Chief Secretary to the Government of Tamil Nadu
- In office 1971–1976
- Governor: Ujjal Singh (1969–1971); K. K. Shah (1971–1976);
- Chief Minister: M. Karunanidhi

Personal details
- Born: Panchanada Sabanayagam 7 June 1922 Madras, Madras Presidency, British India (now Chennai, Tamil Nadu, India)
- Died: 22 June 2023 (aged 101) Chennai, Tamil Nadu, India
- Children: 3, including Meenakshi Chitharanjan
- Relatives: M. Bhaktavatsalam (uncle); Palanivel Thiagarajan (nephew);
- Alma mater: Madras Christian College (University of Madras)

Military service
- Branch/service: British Indian Army
- Years of service: 1942–1947
- Rank: Captain
- Unit: Regiment of Artillery
- Battles/wars: Second World War

= P. Sabanayagam =

Indian civil servant (1922–2023)

Panchanada Sabanayagam (7 June 1922 – 22 June 2023) was an Indian Administrative Service officer who served as chief secretary of Tamil Nadu. As a civil servant he served under four chief ministers of Tamil Nadu including C. Rajagopalachari, K. Kamaraj, M. Bhaktavatsalam and M. Karunanidhi, and at the centre under prime minister Indira Gandhi.

==Early life==
Sabanayagam was born in Madras (now Chennai) to S. Panchanada Mudaliar, a lawyer, on 7 June 1922. After earning an honours degree from Madras Christian College in 1942 and leaving with the college's Ross Prize, he considered graduate studies, but instead applied and was selected for a commission in the British Indian Army.

== Career ==

=== Military service ===
Sabanayagam completed basic training at the Officers' Training School, Mhow, and was then sent to Deolali Artillery School for a six-month course. On 25 June 1944, he received an emergency commission as a second lieutenant in the 10th Field Regiment of Indian Artillery, posted at Chhindwara. Impressing his commanding officer Colonel Gurney with his efficiency, Sabanayagam was promoted to war-substantive lieutenant on 25 December 1944 and received further promotion to captain in October 1945 over eight more senior lieutenants, six of whom were British. He was subsequently selected for a regular commission and a posting to the United Kingdom to attend the Long Gunnery Staff Course. As his father wished him to join the civil service, he declined the offer and relinquished his commission.

=== Civil service ===
The Indian government experienced shortages of qualified officers during the transitional period before and immediately after independence. As a consequence, Sabanayagam was appointed to the new Indian Administrative Service as a War Service Candidate on 20 March 1947, in the 1945 batch of officers. In the wake of Independence and partition on 15 August, his training was suspended while he and his fellow junior civil servants were dispatched to manage the resulting refugee crisis. He was then assigned to the Madras cadre and sent to the state in December 1947 to undergo training in district administration. He started his IAS career as a sub-collector of the Pollachi district and later of the Salem district.

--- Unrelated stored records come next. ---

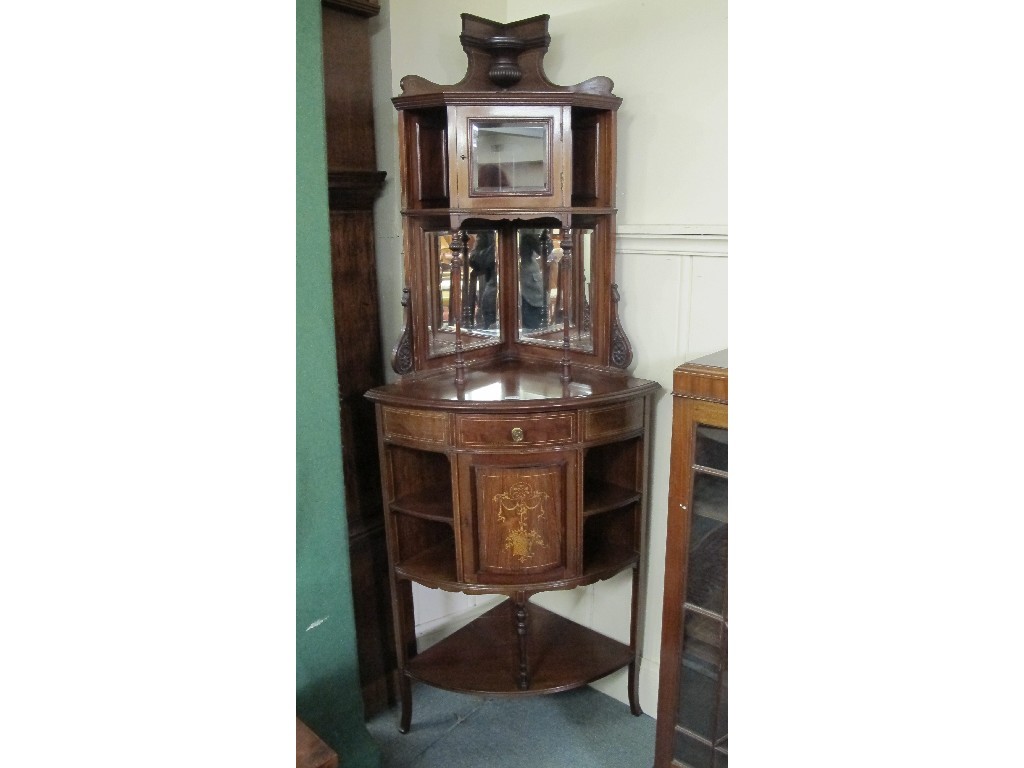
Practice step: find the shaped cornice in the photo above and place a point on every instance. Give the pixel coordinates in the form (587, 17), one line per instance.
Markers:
(506, 66)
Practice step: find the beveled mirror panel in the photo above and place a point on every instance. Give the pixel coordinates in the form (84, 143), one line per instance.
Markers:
(510, 157)
(553, 287)
(480, 324)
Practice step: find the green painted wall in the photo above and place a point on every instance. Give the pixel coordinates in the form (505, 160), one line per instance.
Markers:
(328, 696)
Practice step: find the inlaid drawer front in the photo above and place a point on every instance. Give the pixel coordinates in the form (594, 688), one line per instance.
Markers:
(506, 431)
(619, 419)
(416, 426)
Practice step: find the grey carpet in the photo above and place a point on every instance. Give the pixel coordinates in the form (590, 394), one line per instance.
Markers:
(573, 729)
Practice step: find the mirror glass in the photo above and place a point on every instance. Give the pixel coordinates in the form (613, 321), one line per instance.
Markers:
(509, 157)
(552, 287)
(480, 325)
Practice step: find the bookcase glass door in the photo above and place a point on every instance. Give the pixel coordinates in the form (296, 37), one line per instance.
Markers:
(701, 728)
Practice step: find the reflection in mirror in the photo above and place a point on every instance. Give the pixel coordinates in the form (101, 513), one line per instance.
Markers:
(480, 326)
(509, 157)
(543, 304)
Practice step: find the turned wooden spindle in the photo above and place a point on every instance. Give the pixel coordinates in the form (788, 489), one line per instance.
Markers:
(459, 241)
(564, 275)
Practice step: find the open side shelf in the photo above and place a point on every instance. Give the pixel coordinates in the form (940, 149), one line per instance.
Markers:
(482, 657)
(601, 497)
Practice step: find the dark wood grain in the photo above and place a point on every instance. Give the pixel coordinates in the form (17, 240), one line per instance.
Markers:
(699, 397)
(353, 184)
(482, 657)
(510, 465)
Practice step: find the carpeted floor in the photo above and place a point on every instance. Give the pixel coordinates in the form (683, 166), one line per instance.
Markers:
(582, 728)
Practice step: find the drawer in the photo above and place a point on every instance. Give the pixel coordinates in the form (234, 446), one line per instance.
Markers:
(408, 425)
(510, 431)
(613, 420)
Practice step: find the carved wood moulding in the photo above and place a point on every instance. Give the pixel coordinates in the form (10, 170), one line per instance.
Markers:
(358, 7)
(508, 58)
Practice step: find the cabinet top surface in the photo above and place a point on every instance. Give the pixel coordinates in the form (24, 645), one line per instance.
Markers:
(715, 359)
(706, 378)
(513, 385)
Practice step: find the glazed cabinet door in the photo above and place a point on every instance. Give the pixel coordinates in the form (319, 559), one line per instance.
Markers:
(518, 516)
(693, 702)
(509, 157)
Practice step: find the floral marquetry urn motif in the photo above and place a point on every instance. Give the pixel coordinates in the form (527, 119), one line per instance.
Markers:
(522, 528)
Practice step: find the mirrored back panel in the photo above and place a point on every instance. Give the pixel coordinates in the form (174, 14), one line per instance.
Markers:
(554, 283)
(479, 287)
(510, 157)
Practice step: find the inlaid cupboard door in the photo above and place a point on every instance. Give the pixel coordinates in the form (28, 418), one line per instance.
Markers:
(519, 515)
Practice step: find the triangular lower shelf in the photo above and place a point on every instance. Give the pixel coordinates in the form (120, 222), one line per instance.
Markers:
(483, 656)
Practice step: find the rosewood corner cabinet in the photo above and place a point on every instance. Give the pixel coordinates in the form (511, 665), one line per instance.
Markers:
(692, 704)
(514, 446)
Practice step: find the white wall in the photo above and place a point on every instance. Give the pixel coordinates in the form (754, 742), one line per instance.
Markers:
(668, 60)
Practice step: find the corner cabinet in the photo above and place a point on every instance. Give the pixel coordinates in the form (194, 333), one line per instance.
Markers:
(513, 448)
(487, 492)
(692, 705)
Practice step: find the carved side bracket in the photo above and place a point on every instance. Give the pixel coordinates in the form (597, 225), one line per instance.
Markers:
(622, 350)
(401, 355)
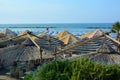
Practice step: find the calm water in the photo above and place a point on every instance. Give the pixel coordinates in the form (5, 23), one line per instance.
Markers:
(76, 29)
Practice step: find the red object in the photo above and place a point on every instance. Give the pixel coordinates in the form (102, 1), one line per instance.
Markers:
(46, 28)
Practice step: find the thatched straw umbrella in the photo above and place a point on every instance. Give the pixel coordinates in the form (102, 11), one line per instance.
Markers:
(86, 35)
(98, 32)
(47, 40)
(8, 32)
(25, 52)
(105, 54)
(66, 37)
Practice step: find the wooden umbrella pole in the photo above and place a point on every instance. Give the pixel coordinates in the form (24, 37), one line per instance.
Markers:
(36, 46)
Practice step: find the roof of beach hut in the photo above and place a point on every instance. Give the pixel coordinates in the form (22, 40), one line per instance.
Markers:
(97, 33)
(62, 34)
(86, 35)
(24, 52)
(24, 32)
(45, 39)
(106, 56)
(105, 48)
(8, 32)
(67, 37)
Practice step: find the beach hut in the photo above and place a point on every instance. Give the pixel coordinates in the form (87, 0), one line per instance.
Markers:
(6, 34)
(86, 35)
(66, 37)
(105, 54)
(27, 51)
(97, 33)
(47, 40)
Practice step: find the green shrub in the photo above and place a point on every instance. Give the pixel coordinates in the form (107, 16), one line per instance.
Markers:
(80, 69)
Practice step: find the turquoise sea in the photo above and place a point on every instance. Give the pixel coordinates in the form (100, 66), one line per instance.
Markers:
(75, 28)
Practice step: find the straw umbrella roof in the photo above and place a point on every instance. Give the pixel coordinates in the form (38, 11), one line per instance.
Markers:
(67, 37)
(105, 48)
(104, 57)
(24, 52)
(62, 34)
(86, 35)
(45, 39)
(98, 32)
(24, 32)
(8, 32)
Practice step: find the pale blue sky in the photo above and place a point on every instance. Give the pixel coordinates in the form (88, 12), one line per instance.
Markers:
(59, 11)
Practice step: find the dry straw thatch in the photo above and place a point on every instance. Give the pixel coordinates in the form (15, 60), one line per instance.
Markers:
(66, 37)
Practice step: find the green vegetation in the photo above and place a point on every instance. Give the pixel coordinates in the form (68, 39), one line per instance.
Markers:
(80, 69)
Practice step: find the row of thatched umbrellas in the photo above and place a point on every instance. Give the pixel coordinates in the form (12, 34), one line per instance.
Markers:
(26, 46)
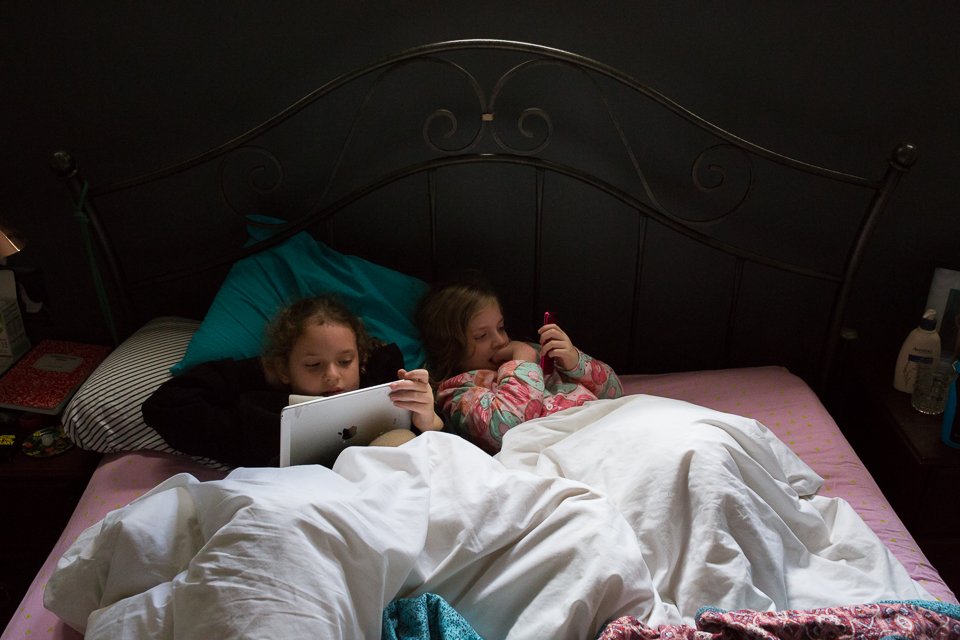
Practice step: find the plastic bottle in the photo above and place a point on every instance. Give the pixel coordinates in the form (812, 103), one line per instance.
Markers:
(923, 344)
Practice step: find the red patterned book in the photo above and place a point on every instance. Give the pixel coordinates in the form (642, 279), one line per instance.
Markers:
(48, 375)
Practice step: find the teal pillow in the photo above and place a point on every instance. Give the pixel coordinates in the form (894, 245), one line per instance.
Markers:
(259, 285)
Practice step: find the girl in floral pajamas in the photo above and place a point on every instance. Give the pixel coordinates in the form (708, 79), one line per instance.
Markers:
(489, 383)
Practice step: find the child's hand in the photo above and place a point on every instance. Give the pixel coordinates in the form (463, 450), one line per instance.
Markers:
(413, 391)
(554, 343)
(515, 350)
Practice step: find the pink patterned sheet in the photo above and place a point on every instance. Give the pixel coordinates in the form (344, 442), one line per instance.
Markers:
(772, 395)
(120, 478)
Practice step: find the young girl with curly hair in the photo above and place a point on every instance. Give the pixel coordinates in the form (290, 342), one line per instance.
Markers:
(229, 410)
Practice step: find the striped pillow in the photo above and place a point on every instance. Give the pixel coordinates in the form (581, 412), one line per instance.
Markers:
(104, 415)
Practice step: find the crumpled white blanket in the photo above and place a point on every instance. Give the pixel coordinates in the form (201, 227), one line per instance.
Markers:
(309, 552)
(640, 506)
(725, 513)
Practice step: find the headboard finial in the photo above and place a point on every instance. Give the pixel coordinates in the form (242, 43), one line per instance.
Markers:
(62, 164)
(904, 156)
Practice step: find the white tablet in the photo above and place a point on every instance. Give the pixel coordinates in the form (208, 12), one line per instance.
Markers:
(317, 430)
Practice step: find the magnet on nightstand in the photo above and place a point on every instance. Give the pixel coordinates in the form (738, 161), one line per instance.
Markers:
(47, 442)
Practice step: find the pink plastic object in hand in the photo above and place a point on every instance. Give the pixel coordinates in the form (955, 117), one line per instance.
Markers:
(547, 363)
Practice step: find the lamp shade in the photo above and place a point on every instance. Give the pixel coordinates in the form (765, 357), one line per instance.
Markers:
(10, 242)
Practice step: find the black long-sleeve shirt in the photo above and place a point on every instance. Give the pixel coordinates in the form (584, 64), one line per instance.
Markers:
(225, 410)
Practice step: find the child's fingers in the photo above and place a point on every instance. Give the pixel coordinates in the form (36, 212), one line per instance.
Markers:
(416, 407)
(547, 327)
(552, 334)
(417, 374)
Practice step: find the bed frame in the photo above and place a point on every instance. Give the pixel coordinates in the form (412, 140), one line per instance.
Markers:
(724, 168)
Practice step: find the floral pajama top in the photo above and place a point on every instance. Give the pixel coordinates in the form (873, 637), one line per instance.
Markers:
(483, 405)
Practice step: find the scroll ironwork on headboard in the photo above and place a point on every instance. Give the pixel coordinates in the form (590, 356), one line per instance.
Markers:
(707, 176)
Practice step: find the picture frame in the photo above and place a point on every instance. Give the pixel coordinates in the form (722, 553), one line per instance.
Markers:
(944, 298)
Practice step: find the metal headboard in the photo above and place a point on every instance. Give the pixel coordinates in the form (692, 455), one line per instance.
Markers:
(902, 158)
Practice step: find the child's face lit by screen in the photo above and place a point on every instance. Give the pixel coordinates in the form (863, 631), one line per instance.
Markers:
(324, 361)
(486, 337)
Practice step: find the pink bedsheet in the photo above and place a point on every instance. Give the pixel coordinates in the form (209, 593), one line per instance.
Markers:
(772, 395)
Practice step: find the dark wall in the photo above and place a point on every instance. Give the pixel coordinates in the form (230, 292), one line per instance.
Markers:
(128, 89)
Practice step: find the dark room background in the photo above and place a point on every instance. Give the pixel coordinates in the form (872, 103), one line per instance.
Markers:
(128, 88)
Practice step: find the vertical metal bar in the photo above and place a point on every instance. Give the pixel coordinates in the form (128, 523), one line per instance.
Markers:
(731, 318)
(903, 157)
(537, 253)
(64, 166)
(432, 188)
(635, 304)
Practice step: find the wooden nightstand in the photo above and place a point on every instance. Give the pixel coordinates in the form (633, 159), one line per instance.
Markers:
(901, 447)
(37, 497)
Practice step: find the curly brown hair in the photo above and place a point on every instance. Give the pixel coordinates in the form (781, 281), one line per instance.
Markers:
(290, 322)
(443, 317)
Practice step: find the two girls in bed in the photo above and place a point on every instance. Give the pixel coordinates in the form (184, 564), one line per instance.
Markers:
(229, 410)
(488, 383)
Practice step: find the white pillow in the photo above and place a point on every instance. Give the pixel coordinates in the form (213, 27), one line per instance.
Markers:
(104, 415)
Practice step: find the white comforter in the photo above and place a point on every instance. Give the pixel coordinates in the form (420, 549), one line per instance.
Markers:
(641, 506)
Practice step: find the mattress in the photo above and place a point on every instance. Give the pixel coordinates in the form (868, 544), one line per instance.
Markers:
(772, 395)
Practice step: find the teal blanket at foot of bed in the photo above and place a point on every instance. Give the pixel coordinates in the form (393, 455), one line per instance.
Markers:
(428, 617)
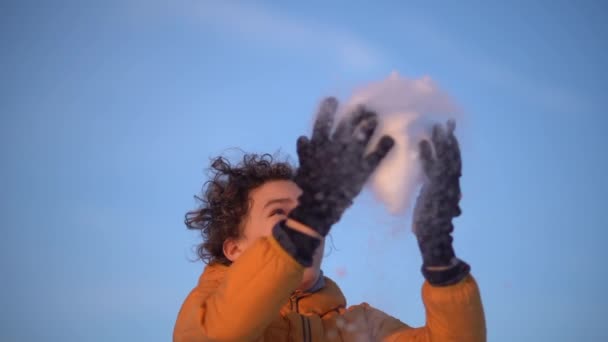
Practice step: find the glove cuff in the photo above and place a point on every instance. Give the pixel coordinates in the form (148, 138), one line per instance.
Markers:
(453, 275)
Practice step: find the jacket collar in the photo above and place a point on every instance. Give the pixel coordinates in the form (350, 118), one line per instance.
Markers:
(321, 298)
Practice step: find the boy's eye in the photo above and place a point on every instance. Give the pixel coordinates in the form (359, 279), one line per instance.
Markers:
(278, 211)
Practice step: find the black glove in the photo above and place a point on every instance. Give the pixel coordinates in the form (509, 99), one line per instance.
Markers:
(334, 167)
(437, 205)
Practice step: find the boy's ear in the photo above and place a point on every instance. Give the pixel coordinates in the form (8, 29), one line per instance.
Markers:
(232, 249)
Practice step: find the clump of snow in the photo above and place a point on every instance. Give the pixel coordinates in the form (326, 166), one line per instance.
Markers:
(407, 108)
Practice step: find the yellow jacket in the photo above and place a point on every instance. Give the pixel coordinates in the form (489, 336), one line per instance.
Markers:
(254, 300)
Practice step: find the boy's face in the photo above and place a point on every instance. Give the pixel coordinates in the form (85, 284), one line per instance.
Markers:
(270, 203)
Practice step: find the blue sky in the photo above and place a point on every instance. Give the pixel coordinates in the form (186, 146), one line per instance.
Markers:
(110, 112)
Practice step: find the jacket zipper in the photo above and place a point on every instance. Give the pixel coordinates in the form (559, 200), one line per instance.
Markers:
(304, 320)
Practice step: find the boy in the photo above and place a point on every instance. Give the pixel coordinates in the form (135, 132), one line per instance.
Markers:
(264, 228)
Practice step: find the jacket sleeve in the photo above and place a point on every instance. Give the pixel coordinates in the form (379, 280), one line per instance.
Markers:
(245, 301)
(453, 314)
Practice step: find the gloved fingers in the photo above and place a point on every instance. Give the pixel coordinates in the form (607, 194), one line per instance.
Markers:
(453, 151)
(302, 146)
(439, 138)
(324, 120)
(373, 159)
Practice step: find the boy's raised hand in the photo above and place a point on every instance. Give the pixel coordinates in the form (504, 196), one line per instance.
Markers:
(438, 204)
(333, 166)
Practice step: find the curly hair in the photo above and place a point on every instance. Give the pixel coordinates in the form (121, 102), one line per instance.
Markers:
(225, 201)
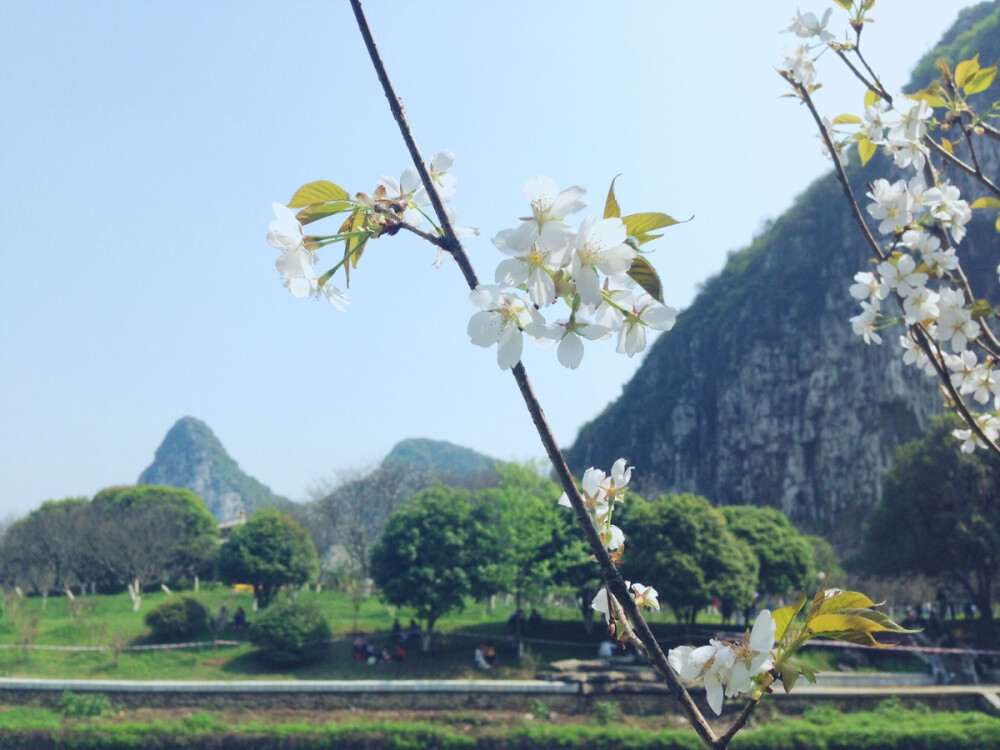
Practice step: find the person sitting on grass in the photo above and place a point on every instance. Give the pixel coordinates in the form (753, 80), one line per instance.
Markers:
(479, 659)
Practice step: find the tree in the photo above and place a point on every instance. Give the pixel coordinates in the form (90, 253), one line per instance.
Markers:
(148, 534)
(785, 555)
(940, 516)
(354, 514)
(682, 544)
(269, 551)
(426, 557)
(521, 539)
(45, 550)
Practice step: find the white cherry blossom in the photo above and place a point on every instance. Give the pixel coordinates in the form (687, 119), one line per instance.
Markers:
(806, 25)
(501, 318)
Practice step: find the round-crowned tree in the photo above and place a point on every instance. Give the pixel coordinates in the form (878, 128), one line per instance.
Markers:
(426, 557)
(269, 551)
(291, 634)
(681, 545)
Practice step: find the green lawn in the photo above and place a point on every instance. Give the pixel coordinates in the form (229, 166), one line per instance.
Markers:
(109, 623)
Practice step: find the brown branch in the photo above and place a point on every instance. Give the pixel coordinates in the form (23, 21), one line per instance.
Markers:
(450, 241)
(838, 167)
(875, 87)
(949, 157)
(933, 352)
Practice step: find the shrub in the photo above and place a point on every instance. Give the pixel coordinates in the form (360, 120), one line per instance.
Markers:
(177, 618)
(293, 634)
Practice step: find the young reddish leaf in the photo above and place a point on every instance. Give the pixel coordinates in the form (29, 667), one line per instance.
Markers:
(982, 308)
(837, 599)
(319, 191)
(866, 149)
(933, 95)
(639, 225)
(784, 615)
(316, 211)
(611, 208)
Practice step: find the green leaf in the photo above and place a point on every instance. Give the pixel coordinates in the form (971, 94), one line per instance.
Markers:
(879, 618)
(643, 273)
(981, 81)
(982, 308)
(319, 191)
(965, 70)
(639, 225)
(986, 201)
(866, 149)
(834, 600)
(611, 207)
(784, 615)
(316, 211)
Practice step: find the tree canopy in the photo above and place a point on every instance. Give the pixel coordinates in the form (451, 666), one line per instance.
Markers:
(785, 555)
(269, 551)
(681, 545)
(424, 559)
(526, 541)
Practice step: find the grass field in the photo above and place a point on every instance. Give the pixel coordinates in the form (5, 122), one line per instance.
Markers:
(107, 623)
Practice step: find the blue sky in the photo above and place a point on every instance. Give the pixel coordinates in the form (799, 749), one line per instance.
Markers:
(141, 145)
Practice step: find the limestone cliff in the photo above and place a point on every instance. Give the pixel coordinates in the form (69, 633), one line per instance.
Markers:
(191, 456)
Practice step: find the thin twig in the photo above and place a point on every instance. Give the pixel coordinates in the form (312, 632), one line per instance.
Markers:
(949, 157)
(838, 167)
(875, 88)
(615, 583)
(451, 242)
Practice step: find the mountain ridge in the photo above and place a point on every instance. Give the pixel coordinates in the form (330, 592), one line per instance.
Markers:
(762, 394)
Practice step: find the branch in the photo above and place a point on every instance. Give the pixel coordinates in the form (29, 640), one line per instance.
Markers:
(875, 87)
(838, 167)
(949, 157)
(450, 241)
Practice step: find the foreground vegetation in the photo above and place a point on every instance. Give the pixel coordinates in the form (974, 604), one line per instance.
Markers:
(888, 726)
(108, 624)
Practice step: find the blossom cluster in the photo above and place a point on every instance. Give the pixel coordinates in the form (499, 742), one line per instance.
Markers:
(298, 258)
(729, 668)
(923, 220)
(549, 260)
(601, 492)
(392, 204)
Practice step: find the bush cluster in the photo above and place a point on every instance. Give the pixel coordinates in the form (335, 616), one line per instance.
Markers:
(293, 634)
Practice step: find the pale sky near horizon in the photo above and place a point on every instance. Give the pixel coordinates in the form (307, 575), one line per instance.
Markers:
(141, 146)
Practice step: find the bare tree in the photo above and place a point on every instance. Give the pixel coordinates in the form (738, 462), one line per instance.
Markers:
(353, 514)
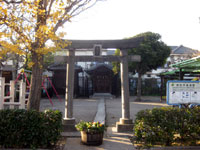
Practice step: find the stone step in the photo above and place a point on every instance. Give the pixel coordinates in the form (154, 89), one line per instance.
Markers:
(102, 95)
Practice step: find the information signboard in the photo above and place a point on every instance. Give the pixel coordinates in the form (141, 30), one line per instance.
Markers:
(183, 92)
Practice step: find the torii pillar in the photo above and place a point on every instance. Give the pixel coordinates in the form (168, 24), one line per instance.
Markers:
(125, 124)
(69, 121)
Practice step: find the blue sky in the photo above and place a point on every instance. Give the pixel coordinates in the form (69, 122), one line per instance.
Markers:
(176, 20)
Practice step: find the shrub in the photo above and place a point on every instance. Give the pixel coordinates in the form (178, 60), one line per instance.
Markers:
(29, 129)
(166, 126)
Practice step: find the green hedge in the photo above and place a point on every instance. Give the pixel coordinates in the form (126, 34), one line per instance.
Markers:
(167, 126)
(29, 129)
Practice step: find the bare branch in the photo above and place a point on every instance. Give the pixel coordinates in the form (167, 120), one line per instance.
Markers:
(13, 1)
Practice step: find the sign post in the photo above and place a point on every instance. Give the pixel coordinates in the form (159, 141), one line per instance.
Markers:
(183, 92)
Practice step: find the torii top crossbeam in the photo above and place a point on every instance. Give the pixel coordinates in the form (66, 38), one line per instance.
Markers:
(120, 44)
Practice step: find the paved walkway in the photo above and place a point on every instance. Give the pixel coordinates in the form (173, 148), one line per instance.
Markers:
(86, 109)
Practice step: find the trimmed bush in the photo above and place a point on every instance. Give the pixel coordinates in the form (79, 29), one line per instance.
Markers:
(167, 126)
(29, 129)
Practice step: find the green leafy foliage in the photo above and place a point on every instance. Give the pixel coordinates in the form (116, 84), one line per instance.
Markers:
(90, 127)
(166, 126)
(29, 129)
(153, 53)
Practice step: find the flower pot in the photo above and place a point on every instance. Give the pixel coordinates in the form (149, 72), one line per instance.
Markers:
(88, 138)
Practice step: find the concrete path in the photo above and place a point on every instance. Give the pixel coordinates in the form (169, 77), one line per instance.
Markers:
(87, 109)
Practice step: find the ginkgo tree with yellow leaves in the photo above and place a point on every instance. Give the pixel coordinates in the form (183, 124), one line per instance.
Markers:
(31, 23)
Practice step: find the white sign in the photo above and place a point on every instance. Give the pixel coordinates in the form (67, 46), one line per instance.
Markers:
(183, 92)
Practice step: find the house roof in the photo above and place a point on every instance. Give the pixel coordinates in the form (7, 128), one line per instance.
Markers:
(183, 50)
(193, 63)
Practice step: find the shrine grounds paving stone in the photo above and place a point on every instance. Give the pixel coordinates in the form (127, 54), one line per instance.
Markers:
(85, 109)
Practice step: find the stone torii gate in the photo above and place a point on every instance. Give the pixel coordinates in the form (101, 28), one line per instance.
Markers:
(125, 123)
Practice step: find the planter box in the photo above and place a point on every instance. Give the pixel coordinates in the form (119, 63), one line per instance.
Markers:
(91, 138)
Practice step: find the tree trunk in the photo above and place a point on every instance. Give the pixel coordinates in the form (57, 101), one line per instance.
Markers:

Sabanayagam served in various capacities under the chief ministers of Tamil Nadu until his retirement in 1980, his most notable position being that of chief secretary from 1971 to 1976. He also served as secretary to the chief Minister, Collector of Salem, director of industries and commerce, chairman of TNEB, and First Member, Board of Revenue. With the Government of India, he served as Chief Controller, Imports and Exports, Joint secretary, Ministry of Steel and Mines, Joint secretary, Cabinet Secretariat, Secretary, department of Rehabilitation, and Secretary, Ministry of education and social welfare. As a civil servant he served under four chief ministers of Tamil Nadu C. Rajagopalachari, K. Kamaraj, M. Bhaktavatsalam and M. Karunanidhi, and at the centre under prime minister Indira Gandhi.

He turned 100 in June 2022, a milestone that was congratulated and praised by Chief Minister M. K. Stalin. An article about his birth centenary in The Times of India noted that he "led the state bureaucracy with military discipline".

== Published work(s) ==

- Sabanayagam, P. (2019). "Service to the Nation"

==Personal life==
Sabanayagam was married and had three children – two sons and a daughter. His daughter Meenakshi Chitharanjan, is an Indian classical danseuse. Sabanayagam's nephew is Palanivel Thiagarajan, Tamil Nadu's Minister for Information Technology and Digital Services in the M. K. Stalin ministry. On 22 June 2023, he died in Chennai at age 101.

== In popular culture ==
Sabanayagam is briefly portrayed by an uncredited actor near the end of the biopic Periyar (2007), wherein he discusses with Chief Minister Karunanidhi the arrangements for the eponymous leader's funeral.